この勝利を後醍醐たちは大いに喜び、顕家は右衛門督・検非違使別当、さらに権中納言に昇進し、東北に加え常陸・下野の二国も与えられた。そして3月に改めて義良親王と共に奥州に下ることとなったが、このとき顕家はそれまでの「鎮守府将軍」ではなく「鎮守府“大”将軍」の称号を天皇に求め、許されている。顕家は上奏文のなかで「鎮守府将軍は従五位上相当の官である。自分はすでに参議となり従二位にのぼっており、位が高く官が低いのは先例に違う。ぜひ帝の御決定により『大』の字を加えていただき、公卿の貴さを示していただきたい」と述べており、そこには親房ゆずりの強烈な家格意識、そして鎮守府将軍に任じられ武士として公卿(三位以上)になった尊氏に対する敵愾心がみえ、「本物の公卿の貴さ」を示そうという気迫がうかがえる。
尊氏が敗走したとはいえいまだ西方に健在のこの時点で、北畠奥州軍をただちに奥州に帰してしまったことは建武政権の重大な戦略ミスと指摘される。だが一方で親房が「東国がおぼつかないため」と記しているように北畠軍が留守にしている間に東北・関東では反後醍醐派の活動が活発化しており、これらをただちに押さえ込む必要があったと考えられる。また本拠地を遠く離れことに従う武将たちの不安もつのっていただろう。3月10日に京を発った北畠軍(父・親房は京にとどまった)は途中で足利方の武士たちの妨害を受け続け、これと戦いながらの苦しい行軍を強いられ、ようやく多賀城に到着したのは5月25日のことだった。ちょうどこの日に湊川の戦いがあり、九州から攻めのぼった足利軍が新田・楠木軍を撃破、建武政権の崩壊を決定的なものとしていた。
―再度の長征―
中央の情勢に呼応して奥州各地で足利方の攻勢が続き、延元2年(建武4、1337)正月には顕家は多賀城を放棄して伊達郡にある天然の要害・霊山に拠点を移した。この間に後醍醐は尊氏といったん和睦したものの前年12月に京を脱出、大和・賀名生から吉野に入った。そして全国の後醍醐派に尊氏討伐の指令を発し、霊山の顕家のもとにも一刻も早く畿内へ攻めのぼるよう綸旨が届けられた。正月25日に顕家は返書をしたため「すぐにも参上したいが義良親王と共に霊山に包囲されている状態で、これを打ち破ってから上洛したいと思います。義貞にもその旨伝えてあります」と苦戦の状況を報告している。

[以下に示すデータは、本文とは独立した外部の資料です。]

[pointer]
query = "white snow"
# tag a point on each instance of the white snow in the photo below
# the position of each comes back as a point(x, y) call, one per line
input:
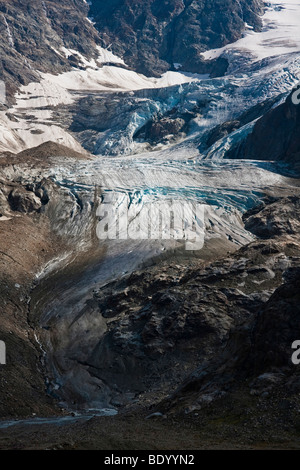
point(280, 34)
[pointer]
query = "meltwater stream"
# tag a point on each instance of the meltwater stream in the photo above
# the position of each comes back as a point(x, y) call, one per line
point(70, 323)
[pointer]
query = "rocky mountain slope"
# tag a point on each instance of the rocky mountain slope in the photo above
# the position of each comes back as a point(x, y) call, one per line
point(153, 36)
point(275, 136)
point(132, 326)
point(33, 33)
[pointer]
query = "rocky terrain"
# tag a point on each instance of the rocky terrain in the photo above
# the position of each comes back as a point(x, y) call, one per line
point(153, 36)
point(32, 35)
point(275, 135)
point(111, 342)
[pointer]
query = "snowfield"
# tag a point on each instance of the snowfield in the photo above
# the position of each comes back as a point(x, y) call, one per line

顕家がようやく京を目指しての遠征の途についたのは8月11日のことだった。霊山の包囲をなんとか解いたこと、そして当面の兵糧を確保したことでこの時期にあわただしく出発することになったと推測される。今回も義良親王を奉じ、結城宗広・伊達行朝・南部師行ら腹心の武将たちを引き連れての出発だったが、前回の遠征とは異なり事実上の「奥州撤退」であったとの見解もある。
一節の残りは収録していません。